L’ouverture grandissante de l’économie nationale, l’afflux de plus en plus important de capitaux étrangers, directs ou en portefeuille et la volonté des grandes entreprises d’aller à la conquête de nouveaux marchés (en Afrique notamment) imposent une nouvelle approche de la politique de change du Royaume. Cette nécessité est parfaitement appréhendée par l’Office des Changes qui, au cours des deux dernières années, a mis en place plusieurs mesures et réformes en ce sens. C’est ainsi que durant les mois précédents, l’Office des Changes a autorisé l’utilisation du dirham à l’intérieur de la zone franche de Tanger, à la condition que les dirhams proviennent de la cession de devises sur le marché des changes et qu’ils soient utilisés pour le règlement de certaines dépenses, tels les salaires, les petites dépenses et autres frais de réparation.
Par ailleurs, durant l’année 2005, les centres d’appels et l’activité de tournage de films étrangers dans notre pays ont pu bénéficier d’une innovation majeure, celle du contrôle a posteriori de l’Office des Changes. Cette mesure était rendue nécessaire du fait que ce sont là deux activités émergentes en voie de constante progression.
En 2006, les réformes et aménagements se sont poursuivis d’abord dans l’esprit d’une mise à niveau du régime général des règlements entre le Maroc et l’étranger, par une refonte, ensuite, du système de change manuel et l’institution de bureaux de change.

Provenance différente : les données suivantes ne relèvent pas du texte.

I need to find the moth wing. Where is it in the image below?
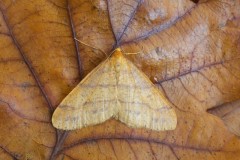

Il y a également lieu de noter la mise en place d’un système de crédit à l’exportation et la refonte du régime des assurances en devises.
L’Office des Changes s’est également attelé à la redéfinition des dispositions de la réglementation des changes régissant les voyages d’affaires autres que ceux des exportateurs, à l’intention des PME, d’une part, et des grandes entreprises, d’autre part.
Enfin, l’année 2006 a connu la codification des textes de la réglementation des changes en matière de commerce extérieur, pour les importations comme les exportations. De même, l’autorisation pour les non-résidents porteurs de projets d’investissements d’accéder aux crédits bancaires locaux ainsi que la libéralisation des implantations bancaires à l’étranger et la libéralisation des investissements à l’étranger liés à la promotion des exportations de biens et de services.
Convertibilité totale, des contraintes objectives
Bien qu’inscrite dans les objectifs de la politique économique et financière des pouvoirs publics, souhaitée ardemment par les opérateurs et les investisseurs et recommandée par les institutions internationales, la convertibilité totale du dirham ne peut être réalisée totalement du fait de contraintes objectives, endogènes et exogènes.
Celle-ci réalisée, cela impliquerait notamment la levée de toutes les restrictions sur les exportations de capitaux par les résidents au Maroc et l’abandon de l’obligation de rapatriement des recettes d’exportation de biens et de services.
Des limites incontournables existent donc parmi lesquelles il convient de citer le risque d’instabilité du système financier national, la relative fragilité des équilibres extérieurs, mais aussi les contraintes de l’environnement économique et financier international.
Il est toutefois acquis comme le confirment les huit dernières réformes annoncées hier par le Ministre des Finances que les missions et la nature de l’Office des Changes sont en mutation profonde afin de conformer cette institution aux exigences nouvelles du développement économique du Royaume.